Reflexões no meu outono (IV)
Pode-se não acreditar em bruxas. Mas que elas existem, lá isso existem. Piracicaba sempre foi uma terra feita de lendas, de causos, de contos, com seus fantasmas e espíritos em que o povo acreditou. Ora, quando o povo acredita, as coisas acontecem. Ou existem. E não adianta racionalizar a respeito disso. Já dizia Shakespeare: “Há mais coisas, entre o céu e a terra, do que supõe a nossa vã filosofia.”
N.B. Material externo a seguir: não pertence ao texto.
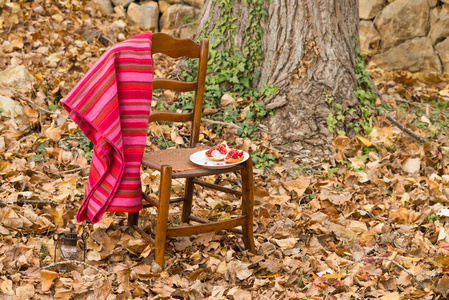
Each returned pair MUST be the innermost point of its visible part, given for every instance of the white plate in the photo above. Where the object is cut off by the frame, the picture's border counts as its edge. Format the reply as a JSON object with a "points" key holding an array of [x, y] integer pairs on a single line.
{"points": [[201, 159]]}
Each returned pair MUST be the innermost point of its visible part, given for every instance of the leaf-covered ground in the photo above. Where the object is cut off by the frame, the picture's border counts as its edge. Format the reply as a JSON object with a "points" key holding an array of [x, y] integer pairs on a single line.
{"points": [[381, 195]]}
O mito não é superstição, mas uma narrativa quase sempre com fundo religioso ou moral. Se não retrata a verdade, tem verossimilhança. Na realidade, o estudo dos mitos acaba por revelar-nos surpreendentes identificações com a vida cotidiana. Um dos mitos piracicabanos mais respeitáveis – para não dizer atemorizante – é o que diz respeito à Igreja de São Benedito, a igreja dos negros, dos escravos. Quem não acreditou não sobreviveu.
Diz o mito que as almas dos negros escravos mortos sempre punirão aqueles que atentarem contra a igreja do santo, na Rua do Rosário. Coincidência ou confirmação, tivemos três prefeitos que se complicaram quando tentaram mexer com o templo, ora para derrubá-lo, ora para reformá-lo: Luciano Guidotti, o primeiro, morreu repentinamente; Salgot Castillon – católico fervoroso mas desprezando a lenda – foi cassado pelo golpe militar; Cássio Padovani, outro que teve a audácia de mexer com o templo, também faleceu. E Adilson Maluf – que tem Benedicto também no nome – foi salvo por sua santa mãezinha, devota de São Benedito, que lhe implorou não mexesse com o santo. Atendeu a mãe, foi poupado.
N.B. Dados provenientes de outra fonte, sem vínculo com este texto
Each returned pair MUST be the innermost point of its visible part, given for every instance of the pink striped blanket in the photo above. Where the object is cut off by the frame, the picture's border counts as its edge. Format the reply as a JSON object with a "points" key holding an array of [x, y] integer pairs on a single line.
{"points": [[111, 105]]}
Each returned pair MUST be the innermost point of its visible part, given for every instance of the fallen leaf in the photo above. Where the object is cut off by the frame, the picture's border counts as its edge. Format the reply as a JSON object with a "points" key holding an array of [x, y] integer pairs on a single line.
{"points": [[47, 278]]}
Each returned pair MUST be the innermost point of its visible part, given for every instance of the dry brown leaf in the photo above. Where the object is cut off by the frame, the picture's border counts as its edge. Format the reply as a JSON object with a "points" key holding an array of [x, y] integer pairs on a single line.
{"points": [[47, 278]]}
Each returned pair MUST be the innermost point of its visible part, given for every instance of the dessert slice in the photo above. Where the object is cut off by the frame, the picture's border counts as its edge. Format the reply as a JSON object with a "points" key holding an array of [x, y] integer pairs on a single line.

No entanto, uma das lendas mais estranhas – mas que tem sido confirmada – em nossa terra nos chega desde os primórdios da povoação. Nossa Senhora dos Prazeres era, então, o oráculo da cidade, a padroeira. Mas o povoador, Antônio Correa Barbosa – e o Morgado, que levava Antônio também no nome – decidiu trocar de santo. No lugar de Nossa Senhora, entronizou Santo Antônio. E consta que roubou a imagem da santa durante a madrugada, quando os índios e a povoação dormiam.
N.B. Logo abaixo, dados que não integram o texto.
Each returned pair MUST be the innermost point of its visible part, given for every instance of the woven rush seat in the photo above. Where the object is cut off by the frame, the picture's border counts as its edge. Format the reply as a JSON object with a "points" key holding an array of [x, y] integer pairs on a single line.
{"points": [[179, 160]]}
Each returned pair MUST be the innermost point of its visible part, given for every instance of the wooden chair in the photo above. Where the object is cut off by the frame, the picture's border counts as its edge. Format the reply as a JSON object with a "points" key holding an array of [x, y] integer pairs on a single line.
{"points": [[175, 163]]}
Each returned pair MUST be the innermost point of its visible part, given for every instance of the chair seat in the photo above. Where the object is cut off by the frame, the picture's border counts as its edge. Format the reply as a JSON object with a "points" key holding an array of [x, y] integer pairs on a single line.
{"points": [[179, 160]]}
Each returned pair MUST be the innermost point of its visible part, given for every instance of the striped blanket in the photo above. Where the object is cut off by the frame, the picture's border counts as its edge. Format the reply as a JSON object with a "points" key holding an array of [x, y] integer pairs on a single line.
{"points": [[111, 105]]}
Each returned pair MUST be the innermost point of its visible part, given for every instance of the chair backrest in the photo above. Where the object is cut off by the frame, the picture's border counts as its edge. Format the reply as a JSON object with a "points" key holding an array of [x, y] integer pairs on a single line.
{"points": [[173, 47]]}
Mas os moradores da povoação juraram ter acontecido um milagre doloroso. Insatisfeita com a troca, Nossa Senhora foi levada aos céus por anjos e, do alto – quando chegou à curva do rio – olhou para a povoação e, entristecida, profetizou: “Esta nunca será uma cidade grande.” Não se sabe se foi uma profecia para o bem ou para o mal. Pois jamais ser uma cidade grande – realidade que perdurou por estes dois séculos e meio – foi uma bênção para Piracicaba que pode manter sob controle as dificuldades sociais, sabendo organizar-se, criando condições admiráveis de vida para seu povo, construindo uma história de sustentabilidade, de cultura própria, de dedicação à educação e às artes. Nunca fomos uma cidade grande. Mas sempre fomos uma grande cidade.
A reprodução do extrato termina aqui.